Cieszy, że rośnie w Polsce ilość ludzi mających magistra. Choć często krytykuje się trochę jakość studiów, to tak naprawdę można powiedzieć jedno - praktycznie każdy
absolwent uczelni, jeśli oczywiście ma trochę oleju w głowie i chęci do pracy, może być prawdziwym skarbem dla pracodawców.
Bardzo często słyszy się, że szczególnie młodzi ludzie są słabymi pracownikami. To fałsz! Najzwyczajniej sytuacja na polskim rynku pracy jest nadal daleka od ideału. Powiedzmy przeciętny Niemiec albo Kanadyjczyk wcale nie jest inteligentniejszy od Polaka, a zasadniczo nie ma wielkich kłopotów ze znalezieniem pracy.
Dziennikarz: http://www.sxc.hu
Zainspirowane przez: http://www.sxc.hu
Chociaż oczywiście czymś w pełni oczywistym jest to, że jeśli nie chcielibyśmy później skarżyć się na kiepskie perspektywy, ciągłą niepewność o jutro, bez dwóch zdań powinniśmy dorośle podchodzić do własnej
edukacji. A więc: jakie studia są aktualnie całkiem smakowitym kąskiem? To znaczy, gdzie warto iść, aby potem najzwyczajniej znaleźć dobrą
pracę? Takich
kierunków jest sporo, a artykuł nie jest opasłą książką, a więc można w sumie powiedzieć, że szczegółowe opisanie każdego kierunku nie jest możliwe. Jednakże spokojnie, coś tam zawsze można napisać. Może komunikacja społeczna to kierunek, który może dać fajne perspektywy na przyszłość (wątek o dziennikarstwie tu)?

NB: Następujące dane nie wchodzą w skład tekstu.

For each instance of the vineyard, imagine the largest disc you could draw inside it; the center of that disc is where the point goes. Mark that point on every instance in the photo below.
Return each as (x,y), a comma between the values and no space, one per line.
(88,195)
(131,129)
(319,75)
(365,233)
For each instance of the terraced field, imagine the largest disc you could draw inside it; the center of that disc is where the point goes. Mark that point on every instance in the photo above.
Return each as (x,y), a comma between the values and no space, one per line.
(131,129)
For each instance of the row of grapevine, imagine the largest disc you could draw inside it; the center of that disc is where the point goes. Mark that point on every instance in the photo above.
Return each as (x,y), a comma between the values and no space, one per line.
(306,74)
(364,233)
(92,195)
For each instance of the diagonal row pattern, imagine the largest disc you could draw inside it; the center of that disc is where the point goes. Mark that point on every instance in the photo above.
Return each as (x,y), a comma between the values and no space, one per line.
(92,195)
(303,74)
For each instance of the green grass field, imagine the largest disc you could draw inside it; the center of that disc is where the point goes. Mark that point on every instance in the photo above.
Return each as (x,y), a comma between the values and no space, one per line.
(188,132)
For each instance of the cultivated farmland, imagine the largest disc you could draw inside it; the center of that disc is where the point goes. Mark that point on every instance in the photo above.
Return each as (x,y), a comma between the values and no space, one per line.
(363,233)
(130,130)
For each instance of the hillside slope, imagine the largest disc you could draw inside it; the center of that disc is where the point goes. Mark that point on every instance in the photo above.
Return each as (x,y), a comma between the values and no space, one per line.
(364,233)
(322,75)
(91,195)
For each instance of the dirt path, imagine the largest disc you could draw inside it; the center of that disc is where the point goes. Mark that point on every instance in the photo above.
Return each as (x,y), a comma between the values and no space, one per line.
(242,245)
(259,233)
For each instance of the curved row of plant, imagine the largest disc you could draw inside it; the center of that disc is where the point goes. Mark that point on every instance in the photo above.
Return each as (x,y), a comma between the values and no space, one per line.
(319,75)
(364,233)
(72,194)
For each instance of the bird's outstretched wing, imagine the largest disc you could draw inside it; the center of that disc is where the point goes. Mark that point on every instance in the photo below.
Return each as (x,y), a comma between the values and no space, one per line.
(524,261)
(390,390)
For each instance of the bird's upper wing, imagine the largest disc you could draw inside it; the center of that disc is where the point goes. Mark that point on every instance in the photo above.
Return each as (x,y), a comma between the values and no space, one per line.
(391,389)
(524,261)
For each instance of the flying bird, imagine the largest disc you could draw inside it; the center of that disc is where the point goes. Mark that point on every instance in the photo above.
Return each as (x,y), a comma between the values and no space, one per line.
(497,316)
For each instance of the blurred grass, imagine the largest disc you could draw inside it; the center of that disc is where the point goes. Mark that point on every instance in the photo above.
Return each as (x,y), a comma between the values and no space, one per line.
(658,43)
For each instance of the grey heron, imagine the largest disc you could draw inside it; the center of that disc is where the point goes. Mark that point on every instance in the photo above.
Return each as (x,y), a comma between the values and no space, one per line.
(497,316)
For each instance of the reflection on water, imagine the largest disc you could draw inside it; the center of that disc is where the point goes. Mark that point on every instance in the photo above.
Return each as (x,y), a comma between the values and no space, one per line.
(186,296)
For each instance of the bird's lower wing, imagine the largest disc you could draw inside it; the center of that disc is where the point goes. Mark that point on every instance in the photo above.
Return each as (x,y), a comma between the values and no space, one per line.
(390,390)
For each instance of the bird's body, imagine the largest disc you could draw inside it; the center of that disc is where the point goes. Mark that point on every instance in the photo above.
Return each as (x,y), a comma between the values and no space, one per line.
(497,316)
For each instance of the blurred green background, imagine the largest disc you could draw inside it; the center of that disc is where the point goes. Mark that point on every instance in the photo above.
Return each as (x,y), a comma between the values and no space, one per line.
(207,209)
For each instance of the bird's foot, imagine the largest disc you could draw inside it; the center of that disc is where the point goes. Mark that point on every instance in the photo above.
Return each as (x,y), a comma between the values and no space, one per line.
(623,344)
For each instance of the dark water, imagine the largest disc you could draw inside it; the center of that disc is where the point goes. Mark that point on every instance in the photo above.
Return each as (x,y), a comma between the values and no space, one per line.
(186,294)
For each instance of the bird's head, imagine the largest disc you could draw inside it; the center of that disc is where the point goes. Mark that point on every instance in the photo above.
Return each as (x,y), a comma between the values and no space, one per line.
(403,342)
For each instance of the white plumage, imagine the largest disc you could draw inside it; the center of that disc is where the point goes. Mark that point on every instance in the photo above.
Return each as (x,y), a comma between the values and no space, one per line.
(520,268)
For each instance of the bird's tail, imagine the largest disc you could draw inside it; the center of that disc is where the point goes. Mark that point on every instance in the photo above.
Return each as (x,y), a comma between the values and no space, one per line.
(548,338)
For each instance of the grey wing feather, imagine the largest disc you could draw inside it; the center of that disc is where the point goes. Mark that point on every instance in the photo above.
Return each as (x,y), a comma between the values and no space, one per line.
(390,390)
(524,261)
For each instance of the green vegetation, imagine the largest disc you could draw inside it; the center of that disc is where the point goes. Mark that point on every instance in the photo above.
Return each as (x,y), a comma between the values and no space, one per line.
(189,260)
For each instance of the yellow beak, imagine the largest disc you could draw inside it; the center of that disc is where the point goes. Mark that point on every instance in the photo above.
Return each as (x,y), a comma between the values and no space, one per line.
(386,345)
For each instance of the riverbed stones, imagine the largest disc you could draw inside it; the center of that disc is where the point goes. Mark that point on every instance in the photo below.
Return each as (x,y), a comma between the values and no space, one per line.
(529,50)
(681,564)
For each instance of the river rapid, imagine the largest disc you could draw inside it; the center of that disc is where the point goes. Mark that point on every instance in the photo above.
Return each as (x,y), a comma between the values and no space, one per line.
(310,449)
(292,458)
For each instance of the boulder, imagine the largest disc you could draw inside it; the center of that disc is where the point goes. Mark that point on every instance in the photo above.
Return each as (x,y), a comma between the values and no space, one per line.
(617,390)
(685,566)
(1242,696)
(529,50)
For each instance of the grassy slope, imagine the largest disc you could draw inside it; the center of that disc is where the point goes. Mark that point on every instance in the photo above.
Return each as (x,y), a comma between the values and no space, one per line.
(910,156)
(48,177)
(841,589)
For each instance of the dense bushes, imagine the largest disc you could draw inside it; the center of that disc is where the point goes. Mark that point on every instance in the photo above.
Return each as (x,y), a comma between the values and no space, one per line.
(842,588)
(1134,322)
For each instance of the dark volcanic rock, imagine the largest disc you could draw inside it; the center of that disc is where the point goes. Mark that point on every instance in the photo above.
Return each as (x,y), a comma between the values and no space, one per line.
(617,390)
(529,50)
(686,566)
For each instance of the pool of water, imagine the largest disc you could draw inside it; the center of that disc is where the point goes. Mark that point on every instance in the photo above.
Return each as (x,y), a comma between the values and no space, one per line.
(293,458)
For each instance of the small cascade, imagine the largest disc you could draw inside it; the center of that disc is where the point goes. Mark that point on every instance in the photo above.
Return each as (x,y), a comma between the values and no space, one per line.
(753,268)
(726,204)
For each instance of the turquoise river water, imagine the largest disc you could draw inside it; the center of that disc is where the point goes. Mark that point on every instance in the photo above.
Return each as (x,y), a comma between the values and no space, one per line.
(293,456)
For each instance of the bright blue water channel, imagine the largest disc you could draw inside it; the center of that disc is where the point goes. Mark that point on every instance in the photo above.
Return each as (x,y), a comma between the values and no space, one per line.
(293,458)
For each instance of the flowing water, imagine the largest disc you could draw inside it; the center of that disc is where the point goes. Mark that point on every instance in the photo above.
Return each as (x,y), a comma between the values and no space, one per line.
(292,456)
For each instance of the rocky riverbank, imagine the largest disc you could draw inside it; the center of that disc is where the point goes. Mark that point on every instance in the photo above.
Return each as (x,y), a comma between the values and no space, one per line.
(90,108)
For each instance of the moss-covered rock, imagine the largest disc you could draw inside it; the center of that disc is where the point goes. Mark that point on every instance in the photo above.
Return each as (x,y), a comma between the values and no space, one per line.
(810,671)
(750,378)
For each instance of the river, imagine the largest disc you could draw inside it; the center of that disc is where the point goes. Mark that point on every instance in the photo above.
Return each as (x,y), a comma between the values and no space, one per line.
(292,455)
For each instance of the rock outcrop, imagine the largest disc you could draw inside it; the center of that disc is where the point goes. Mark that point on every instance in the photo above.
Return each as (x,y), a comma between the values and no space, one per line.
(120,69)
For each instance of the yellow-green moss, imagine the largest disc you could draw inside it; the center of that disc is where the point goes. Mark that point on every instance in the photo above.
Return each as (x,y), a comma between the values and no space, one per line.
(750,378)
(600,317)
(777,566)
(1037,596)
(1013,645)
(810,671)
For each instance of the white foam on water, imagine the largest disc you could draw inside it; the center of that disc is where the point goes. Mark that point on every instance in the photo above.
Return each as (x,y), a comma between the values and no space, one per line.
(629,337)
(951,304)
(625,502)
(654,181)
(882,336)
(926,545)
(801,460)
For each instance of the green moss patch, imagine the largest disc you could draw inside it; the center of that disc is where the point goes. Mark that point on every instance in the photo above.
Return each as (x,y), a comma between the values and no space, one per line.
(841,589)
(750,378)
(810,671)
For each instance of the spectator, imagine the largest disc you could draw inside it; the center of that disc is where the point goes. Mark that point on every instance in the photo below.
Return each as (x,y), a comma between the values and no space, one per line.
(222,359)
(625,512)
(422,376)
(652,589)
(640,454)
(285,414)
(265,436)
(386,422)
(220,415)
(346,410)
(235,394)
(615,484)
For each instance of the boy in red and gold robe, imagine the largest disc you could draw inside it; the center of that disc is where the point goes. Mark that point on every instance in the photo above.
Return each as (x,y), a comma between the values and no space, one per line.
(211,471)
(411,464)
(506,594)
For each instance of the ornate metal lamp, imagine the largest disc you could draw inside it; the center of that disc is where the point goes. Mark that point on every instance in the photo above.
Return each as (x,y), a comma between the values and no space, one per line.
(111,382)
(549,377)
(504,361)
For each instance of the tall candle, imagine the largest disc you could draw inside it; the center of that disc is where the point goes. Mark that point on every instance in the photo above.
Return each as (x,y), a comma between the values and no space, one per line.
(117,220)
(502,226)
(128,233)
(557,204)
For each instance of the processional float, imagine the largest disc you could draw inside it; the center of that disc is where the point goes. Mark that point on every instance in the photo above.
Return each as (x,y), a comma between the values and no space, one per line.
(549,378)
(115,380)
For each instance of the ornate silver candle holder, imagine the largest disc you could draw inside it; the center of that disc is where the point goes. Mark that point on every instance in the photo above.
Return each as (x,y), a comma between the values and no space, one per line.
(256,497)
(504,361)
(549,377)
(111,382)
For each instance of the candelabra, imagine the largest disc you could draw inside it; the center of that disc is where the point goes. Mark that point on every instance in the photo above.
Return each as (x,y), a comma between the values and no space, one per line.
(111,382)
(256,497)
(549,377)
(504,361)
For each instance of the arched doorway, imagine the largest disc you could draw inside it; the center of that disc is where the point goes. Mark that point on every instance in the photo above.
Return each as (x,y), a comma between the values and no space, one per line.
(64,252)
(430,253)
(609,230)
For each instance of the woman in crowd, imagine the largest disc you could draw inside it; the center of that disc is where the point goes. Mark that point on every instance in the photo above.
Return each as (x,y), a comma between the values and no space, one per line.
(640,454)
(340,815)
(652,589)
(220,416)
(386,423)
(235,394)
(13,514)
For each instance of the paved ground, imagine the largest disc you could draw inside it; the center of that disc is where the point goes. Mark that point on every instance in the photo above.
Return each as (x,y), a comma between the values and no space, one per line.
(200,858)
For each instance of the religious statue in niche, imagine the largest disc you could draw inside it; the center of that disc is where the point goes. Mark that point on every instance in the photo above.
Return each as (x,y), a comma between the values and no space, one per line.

W szczególności w Warszawie wiele oferty pracy czeka na właśnie absolwentów takich kierunków. Sporo się mówi o tym, że absolwenci kierunków humanistycznych nie mają świetlanych perspektyw. Pewnie absolwent prawa ma sporo większe szanse na porządną pracę oraz atrakcyjne wynagrodzenie, lecz nie przesadzajmy za bardzo. Sensownie myślący człowiek i tak wyjdzie na swoje.
Ciekawisz się owym tematem? Przeczytaj więc
dalej o tym wątku w następnym artykule, który dla Ciebie przygotowaliśmy. Myślimy, że Ci się spodoba.
Może w owym artykule jest za dużo optymizmu, ale czyż jest jakiś sens nieustannego żalenia się? Postarajmy się myśleć bardziej pozytywnie, a będzie dobrze! Porada - warto porozglądać się za tak zwanym złotym środkiem, czyli idealnym kierunkiem.